According to Allied Market Research, in 2019 the global surgical equipment market was valued at $33.72 billion. By 2027, it is estimated to grow in value by 33% to $44.48 billion. Grand View Research estimates the disposable surgical equipment market will be valued at $5.5 billion this year. Yet even with the high value of these products, in the U.S. alone, its estimated that hospitals spend almost $10 billion per year in disposal fees for supplies, equipment and trash.** Rueben has ensured CSS is seizing a piece of that market, with half of the CSS buyers being international. One can understand how Rueben’s medical training, initiative and business acumen have positioned Crescent Surgical Supply to be a key player and large stakeholder in the disposable surgical equipment market, but it was not without obstacles.

“There is not another me (African-American person) out there doing what I do. In seventeen years in this business, I have never seen another me.” When asked if entering a market with no African-American representation was difficult, Rueben let out an exasperated sigh. “Of course!” he exclaimed. “It took a while. Luckily, I was able to find a niche market. I don’t have to deal with the end users, like hospitals or clinics. I deal with the distributors. But it was challenging to break in, to get people to trust me. We just ensure that we conduct sound business practices and are trustworthy. That is what has built us into what we are today.” And should a product expire before it can be resold, Rueben has a plan for that as well. “We donate a lot of products, products we cannot move. In the United States, there must be time left on a product in order to resell it. When the expiration date is too close for resale or has expired, we donate it to Partners For World Health.” Partners For World Health, a Portland, ME based charity, has donated over 236 tons of medical supplies worldwide.

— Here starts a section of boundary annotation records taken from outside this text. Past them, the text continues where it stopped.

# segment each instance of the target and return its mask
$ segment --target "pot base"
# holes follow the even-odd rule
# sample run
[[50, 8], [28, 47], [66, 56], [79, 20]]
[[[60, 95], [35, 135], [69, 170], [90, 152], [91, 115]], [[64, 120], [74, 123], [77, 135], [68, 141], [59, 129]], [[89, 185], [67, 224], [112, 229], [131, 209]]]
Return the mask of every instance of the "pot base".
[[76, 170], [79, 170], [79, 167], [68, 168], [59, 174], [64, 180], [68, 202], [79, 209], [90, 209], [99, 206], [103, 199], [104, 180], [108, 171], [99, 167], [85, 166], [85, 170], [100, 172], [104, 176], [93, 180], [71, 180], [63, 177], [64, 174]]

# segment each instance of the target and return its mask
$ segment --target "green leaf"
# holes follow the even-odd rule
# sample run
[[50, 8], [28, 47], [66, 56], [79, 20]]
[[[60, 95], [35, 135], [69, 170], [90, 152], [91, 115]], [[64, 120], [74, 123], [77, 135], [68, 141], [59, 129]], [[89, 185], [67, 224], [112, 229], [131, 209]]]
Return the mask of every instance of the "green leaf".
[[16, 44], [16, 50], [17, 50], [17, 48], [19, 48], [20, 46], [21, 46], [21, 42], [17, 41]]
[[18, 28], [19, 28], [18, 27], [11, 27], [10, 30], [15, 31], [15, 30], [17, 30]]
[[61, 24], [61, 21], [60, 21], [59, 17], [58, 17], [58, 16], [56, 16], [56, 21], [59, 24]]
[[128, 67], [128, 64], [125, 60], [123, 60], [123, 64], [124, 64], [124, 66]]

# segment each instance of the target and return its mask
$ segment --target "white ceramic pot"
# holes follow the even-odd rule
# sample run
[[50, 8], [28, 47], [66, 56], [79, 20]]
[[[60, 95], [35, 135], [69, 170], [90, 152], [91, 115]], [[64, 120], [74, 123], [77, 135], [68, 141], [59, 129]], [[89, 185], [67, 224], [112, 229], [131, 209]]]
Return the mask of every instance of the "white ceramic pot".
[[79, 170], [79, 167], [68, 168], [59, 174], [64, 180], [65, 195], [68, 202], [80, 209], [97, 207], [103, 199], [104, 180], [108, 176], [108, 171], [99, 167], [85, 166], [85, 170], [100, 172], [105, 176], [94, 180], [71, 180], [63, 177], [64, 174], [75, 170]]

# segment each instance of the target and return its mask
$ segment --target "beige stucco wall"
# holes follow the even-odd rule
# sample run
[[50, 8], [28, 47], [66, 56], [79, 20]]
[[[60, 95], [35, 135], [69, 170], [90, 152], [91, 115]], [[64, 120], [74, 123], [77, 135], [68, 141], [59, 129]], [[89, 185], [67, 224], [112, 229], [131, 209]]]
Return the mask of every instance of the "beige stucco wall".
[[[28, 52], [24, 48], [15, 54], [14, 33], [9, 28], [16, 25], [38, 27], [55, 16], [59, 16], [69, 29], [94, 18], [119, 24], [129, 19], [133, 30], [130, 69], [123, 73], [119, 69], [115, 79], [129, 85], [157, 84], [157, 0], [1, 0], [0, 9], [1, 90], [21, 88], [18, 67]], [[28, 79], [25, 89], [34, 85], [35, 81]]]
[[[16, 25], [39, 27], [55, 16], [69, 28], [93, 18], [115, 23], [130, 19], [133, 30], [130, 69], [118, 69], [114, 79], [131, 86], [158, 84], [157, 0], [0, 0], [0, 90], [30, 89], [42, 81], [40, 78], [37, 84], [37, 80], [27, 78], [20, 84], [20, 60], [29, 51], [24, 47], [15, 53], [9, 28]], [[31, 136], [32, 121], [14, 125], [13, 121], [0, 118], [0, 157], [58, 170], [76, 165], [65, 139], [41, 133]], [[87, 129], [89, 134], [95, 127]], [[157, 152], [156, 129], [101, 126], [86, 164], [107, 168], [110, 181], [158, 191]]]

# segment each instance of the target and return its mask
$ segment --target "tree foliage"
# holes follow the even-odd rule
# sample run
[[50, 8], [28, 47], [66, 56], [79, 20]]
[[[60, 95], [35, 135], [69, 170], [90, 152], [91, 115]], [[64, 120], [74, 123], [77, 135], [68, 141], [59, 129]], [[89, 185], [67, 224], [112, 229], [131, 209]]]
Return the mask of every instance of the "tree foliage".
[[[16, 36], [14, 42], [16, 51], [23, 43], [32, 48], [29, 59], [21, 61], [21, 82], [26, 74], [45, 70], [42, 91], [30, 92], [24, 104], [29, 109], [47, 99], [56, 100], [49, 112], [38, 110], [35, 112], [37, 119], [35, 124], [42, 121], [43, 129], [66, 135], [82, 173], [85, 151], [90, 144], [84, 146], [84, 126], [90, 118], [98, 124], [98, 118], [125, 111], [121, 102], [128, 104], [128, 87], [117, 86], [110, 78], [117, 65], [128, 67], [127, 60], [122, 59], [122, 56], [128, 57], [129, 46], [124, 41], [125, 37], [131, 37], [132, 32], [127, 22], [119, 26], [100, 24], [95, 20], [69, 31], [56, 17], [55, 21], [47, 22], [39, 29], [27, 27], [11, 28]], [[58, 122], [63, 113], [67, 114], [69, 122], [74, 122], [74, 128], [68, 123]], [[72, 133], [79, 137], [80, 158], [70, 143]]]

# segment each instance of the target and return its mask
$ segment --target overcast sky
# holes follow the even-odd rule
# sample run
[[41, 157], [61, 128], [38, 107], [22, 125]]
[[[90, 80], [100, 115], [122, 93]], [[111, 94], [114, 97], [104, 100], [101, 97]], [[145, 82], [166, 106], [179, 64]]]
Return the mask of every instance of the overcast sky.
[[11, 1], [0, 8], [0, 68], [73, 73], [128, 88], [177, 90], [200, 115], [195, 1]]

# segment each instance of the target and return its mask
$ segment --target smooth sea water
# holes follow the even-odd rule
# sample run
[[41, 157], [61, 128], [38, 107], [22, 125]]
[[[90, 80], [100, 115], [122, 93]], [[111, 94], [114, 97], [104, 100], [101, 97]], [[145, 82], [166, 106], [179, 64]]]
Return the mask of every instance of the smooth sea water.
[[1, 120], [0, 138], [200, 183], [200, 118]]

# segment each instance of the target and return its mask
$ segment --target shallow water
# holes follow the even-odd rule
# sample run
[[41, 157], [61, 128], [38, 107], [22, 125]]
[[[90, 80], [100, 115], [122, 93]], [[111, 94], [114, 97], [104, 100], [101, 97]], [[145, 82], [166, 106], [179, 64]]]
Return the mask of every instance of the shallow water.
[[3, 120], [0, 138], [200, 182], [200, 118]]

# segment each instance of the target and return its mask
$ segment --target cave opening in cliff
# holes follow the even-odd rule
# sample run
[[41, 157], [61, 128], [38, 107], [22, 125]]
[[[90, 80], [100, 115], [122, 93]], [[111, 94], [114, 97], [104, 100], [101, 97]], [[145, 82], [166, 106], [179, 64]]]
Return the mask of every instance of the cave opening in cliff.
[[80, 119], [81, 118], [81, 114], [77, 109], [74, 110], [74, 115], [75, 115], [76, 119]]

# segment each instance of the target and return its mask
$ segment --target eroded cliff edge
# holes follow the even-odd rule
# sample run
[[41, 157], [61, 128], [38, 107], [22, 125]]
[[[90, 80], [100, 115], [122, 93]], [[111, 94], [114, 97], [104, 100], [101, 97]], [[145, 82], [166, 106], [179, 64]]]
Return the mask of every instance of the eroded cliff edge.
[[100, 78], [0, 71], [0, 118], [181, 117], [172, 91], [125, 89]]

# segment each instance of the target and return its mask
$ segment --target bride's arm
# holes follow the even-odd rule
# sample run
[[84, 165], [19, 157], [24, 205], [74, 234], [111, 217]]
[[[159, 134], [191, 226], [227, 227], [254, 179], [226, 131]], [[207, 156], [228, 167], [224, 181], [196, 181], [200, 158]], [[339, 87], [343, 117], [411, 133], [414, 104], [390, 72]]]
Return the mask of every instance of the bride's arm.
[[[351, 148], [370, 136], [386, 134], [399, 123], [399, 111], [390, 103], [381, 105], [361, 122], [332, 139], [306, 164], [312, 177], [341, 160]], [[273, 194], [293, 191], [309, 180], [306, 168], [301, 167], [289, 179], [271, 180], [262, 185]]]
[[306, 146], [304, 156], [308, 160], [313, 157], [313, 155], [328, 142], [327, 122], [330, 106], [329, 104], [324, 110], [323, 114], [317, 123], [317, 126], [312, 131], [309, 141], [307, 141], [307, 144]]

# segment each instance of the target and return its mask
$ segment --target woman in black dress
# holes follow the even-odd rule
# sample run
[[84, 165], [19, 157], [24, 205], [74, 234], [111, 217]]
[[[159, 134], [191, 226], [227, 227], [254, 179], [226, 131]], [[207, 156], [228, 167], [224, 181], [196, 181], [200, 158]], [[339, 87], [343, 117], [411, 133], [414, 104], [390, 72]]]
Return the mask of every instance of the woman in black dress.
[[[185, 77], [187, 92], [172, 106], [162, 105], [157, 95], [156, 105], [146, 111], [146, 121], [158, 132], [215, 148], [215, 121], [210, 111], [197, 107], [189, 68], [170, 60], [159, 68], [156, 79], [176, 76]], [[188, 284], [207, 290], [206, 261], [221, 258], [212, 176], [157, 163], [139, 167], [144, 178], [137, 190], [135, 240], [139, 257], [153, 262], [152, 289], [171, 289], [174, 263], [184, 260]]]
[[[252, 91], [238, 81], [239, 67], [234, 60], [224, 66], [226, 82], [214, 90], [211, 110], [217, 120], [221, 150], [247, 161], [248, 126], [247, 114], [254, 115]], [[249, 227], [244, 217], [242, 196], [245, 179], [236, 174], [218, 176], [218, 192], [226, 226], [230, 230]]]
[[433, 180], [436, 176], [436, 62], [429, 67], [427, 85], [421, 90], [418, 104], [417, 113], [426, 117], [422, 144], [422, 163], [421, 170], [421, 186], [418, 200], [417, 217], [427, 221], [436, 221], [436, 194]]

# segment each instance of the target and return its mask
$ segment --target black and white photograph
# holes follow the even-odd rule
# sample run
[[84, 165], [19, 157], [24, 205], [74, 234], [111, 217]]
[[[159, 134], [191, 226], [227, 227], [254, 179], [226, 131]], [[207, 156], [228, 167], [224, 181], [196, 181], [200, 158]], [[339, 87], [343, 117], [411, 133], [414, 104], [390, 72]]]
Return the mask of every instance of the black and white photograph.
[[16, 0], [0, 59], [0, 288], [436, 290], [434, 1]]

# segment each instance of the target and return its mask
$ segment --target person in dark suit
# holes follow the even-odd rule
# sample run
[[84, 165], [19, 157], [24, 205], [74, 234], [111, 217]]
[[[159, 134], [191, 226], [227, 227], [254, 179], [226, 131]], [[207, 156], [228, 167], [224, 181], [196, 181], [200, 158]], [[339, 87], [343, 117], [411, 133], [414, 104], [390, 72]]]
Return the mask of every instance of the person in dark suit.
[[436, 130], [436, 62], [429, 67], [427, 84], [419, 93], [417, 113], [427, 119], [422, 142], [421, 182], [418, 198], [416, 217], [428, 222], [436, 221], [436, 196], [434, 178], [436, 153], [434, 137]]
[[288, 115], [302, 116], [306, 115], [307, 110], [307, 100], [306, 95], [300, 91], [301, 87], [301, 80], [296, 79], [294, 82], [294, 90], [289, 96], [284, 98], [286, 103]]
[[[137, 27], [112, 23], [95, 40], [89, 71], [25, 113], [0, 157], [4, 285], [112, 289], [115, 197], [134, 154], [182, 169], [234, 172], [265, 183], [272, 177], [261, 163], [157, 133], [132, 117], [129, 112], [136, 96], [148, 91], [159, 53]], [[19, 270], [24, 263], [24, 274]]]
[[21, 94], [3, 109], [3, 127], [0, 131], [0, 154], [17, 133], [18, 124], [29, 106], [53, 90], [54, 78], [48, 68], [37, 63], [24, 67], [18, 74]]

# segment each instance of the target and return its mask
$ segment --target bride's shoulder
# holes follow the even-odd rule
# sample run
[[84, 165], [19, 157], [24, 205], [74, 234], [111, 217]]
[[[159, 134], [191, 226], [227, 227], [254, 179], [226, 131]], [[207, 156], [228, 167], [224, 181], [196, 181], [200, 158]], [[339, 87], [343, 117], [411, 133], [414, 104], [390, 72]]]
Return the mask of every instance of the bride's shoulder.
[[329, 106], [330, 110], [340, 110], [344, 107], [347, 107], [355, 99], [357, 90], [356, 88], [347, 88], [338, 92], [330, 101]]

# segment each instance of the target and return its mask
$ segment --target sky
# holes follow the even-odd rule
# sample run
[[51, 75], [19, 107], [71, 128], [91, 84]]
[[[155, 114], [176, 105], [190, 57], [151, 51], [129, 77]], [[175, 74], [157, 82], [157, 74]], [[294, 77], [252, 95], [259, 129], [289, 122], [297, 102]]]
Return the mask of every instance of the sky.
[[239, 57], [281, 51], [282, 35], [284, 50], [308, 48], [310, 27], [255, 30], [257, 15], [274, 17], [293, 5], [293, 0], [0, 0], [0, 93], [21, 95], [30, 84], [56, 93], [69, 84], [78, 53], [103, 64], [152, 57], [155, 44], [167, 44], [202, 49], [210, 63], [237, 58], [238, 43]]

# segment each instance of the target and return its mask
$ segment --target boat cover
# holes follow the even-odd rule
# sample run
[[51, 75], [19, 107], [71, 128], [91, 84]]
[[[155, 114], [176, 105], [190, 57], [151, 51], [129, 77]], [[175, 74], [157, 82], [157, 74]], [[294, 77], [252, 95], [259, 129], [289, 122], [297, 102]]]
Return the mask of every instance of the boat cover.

Rueben ensures CSS donates money and resources to charities in the Greensville area as well. “The biggest thing for me is giving back, philanthropy,” states Rueben. “Most of my donations are focused on the Greenville community.” Some of those charities include Lisa’s Schoolhouse Rocks, which provides camps to teach civics lessons; Vernon Veteran’s Services who help military personnel transition from the military lifestyle to civilian beginnings; Upstate GEMS (Going the Extra Mile for Success) that promotes positive qualities in young ladies; and the “Spread the Love” initiative, a food drive sponsored by Harvest Hope, amongst others.

Rueben offers this advice to any young woman or man that recognizes a potential opportunity but is unsure if they should take the chance:

“Fear is not from God. Fear is of the devil. God did not give us the spirit of fear. For me, if ever I get afraid of journeying down a path, whether it be in business or in myself, I know that is the devil trying to push me away from what it is that God really has for me,” he said. “I’d tell them to lean into it, even if you fail, failure is not final. You learn some of your best lessons from failing. This wasn’t just a linear track for me. There were ups, there were down. I had many obstacles, much to learn and I didn’t have the privilege of partners or even people that looked like me that really wanted to empower me or educate me. I had to go into places I didn’t know or what to expect. I got ran out of a few places. But I learned from it. So, I would tell them you have to go for it.”